Watermelon transformations.

And there is watermelon. Mama brought another last night. And I marvel at how something so dripping and succulent could emerge from the Malian dust. How such a miraculous transformation could take place.

That’s the wonder of transformations. Tribal people accept them for the mystery and miracle that they are, for the change of inanimate to animate and back again, insensate to sensate, inchoate to known, ordinary to miraculous. Their rituals, masks, dances, celebrate transformation. We in the West seek to quantify such processes and some, in doing so, believe that they truly freeze –objectify – describe the truth of such miracles. Some believe such quantification sucks the life out. Some believe that is a good thing. Einstein understood that such quantification no more mummifies the described than writing down the notes of a song can rob the emotion from music. The description simply accomplishes yet another miracle of transformation.

I heard a balafon playing and went to investigate. The young man motioned for me to bring another balafon that was leaning against the wall of a house nearby. When I’d brought it and set it down he handed me a pair of sticks and showed me a simple pattern. Et viola! I was instantly 2nd balafon in the the Sina-Bamana Balafon Duo!

The Sina Philharmonic.

As always, it quickly drew a crowd of kids who started dancing their skinny little legs off and raising a cloud of dust. Balafons are right down there on the ground and a little bit of dust goes a long way. It made me think. Tendonitis is common among professional musicians but I’d never realized silicosis must be an industrial hazard for balafon players!
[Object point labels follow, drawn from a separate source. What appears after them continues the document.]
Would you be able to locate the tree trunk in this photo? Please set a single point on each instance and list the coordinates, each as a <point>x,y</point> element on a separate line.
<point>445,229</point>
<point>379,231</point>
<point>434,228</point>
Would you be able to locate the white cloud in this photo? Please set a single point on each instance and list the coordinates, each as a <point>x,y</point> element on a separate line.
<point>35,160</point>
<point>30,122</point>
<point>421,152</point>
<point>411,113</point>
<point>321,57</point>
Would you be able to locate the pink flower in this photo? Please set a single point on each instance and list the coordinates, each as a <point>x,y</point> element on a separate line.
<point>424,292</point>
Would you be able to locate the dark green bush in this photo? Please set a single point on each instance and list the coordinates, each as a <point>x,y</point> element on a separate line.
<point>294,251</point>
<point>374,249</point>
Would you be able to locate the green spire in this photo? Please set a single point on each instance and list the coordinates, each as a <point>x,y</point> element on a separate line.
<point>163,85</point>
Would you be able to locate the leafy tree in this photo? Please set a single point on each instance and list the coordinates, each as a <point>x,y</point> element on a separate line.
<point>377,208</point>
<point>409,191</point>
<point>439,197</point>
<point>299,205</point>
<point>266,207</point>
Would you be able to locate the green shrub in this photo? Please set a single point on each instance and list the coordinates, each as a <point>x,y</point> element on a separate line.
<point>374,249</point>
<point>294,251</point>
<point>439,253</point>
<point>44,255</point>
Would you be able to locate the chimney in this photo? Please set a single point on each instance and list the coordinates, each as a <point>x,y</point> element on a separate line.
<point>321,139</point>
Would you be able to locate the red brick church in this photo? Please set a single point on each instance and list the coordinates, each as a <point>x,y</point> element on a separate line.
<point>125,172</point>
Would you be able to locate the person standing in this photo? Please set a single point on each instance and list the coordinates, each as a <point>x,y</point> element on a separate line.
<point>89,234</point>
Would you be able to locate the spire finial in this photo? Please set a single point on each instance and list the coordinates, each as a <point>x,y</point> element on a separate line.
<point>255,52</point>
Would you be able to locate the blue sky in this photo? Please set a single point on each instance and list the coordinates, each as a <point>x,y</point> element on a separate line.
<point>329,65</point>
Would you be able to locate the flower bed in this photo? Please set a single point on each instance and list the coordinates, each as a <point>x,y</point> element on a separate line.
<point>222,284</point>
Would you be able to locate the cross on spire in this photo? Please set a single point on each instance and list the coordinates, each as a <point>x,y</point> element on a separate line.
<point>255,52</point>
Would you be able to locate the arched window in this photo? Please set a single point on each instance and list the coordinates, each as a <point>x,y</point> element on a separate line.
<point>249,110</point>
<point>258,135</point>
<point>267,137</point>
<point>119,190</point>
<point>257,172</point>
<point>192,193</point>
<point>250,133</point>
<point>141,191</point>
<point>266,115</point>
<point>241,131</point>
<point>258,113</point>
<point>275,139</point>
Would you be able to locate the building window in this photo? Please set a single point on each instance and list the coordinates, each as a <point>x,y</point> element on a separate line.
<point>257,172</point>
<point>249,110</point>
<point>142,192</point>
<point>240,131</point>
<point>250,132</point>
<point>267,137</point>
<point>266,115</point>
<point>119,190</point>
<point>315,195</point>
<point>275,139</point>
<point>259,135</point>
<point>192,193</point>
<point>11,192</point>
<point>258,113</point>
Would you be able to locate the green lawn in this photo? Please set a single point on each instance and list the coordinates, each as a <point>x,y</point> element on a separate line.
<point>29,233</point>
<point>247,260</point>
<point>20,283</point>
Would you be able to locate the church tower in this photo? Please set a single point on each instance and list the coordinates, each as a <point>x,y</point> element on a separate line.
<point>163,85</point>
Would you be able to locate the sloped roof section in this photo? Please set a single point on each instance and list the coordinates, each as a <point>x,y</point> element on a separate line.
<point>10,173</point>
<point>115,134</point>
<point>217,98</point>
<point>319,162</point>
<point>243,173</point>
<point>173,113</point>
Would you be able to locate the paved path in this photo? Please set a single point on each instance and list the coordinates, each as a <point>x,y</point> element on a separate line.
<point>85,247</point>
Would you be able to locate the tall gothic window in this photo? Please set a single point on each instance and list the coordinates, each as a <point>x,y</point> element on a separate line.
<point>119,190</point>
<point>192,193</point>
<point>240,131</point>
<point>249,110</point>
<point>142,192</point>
One of the old women came to the compound and scolded Nouhoun for hitting one of the children. I’ve seen children scolded, and not much of that, but never hit. If a child survives the health problems this must be a wonderful place to grow up. Infants are always with their mothers or another woman. When they are hungry the breast is always available. There are other children to play with. Gaggles of kids chase around the village unattended well after dark. They are loved and doted on and raised by the whole village.

Toys: motorcycle and auto tires and bicycle rims without the spokes are rolled around like 19th Century American kids in knickers used to roll hoops. There isn’t nearly the intensity of football play I’ve seen in the city and less remote villages. Older boys have catapults (slingshots) with which they hunt birds.

Saturday, 3 Feb.

The village chief sent a gift of a chicken to us this morning and a bit later a man went around the village blowing an antelope horn to announce a festival to be held in my honor. They will dance the chiwarras I was gifted as well as other masks.

Village herald sounding his antelope horn.

Meanwhile, I was called to attend un malade. Nouhoun had explained to the man and his family that I had no equipment, not even a stethoscope, but they wanted me to consult anyway. It turned out to be a “gimme” diagnosis. He had a huge goiter, had obviously lost weight and had a fast rest-pulse and a tremor. Thyrotoxicosis. Goiter seems to be common here. I saw two people at one of the markets with large goiters. Perhaps there is no dietary source of iodine. Anyway, the man is supposed to go to Bamako with us on Monday and we’ll try to get him hooked up with a doctor there.

Last night Musa Coulibally came by with a mask for Binta and a carved catapult for me. I’d bought two very lovely chiwarras from him and I guess he appreciates the business.


[1] Throughout the Mande world (Bamana, Dogon, Bozo, Mandinka, et al.) numó pump the bellows in incredibly complex rhythmical patterns. So complex, in fact, that drummers say they learn their rhythms from the blacksmiths.

[2] A stringed instrument made from a calabash, one of the predecessors of the kora.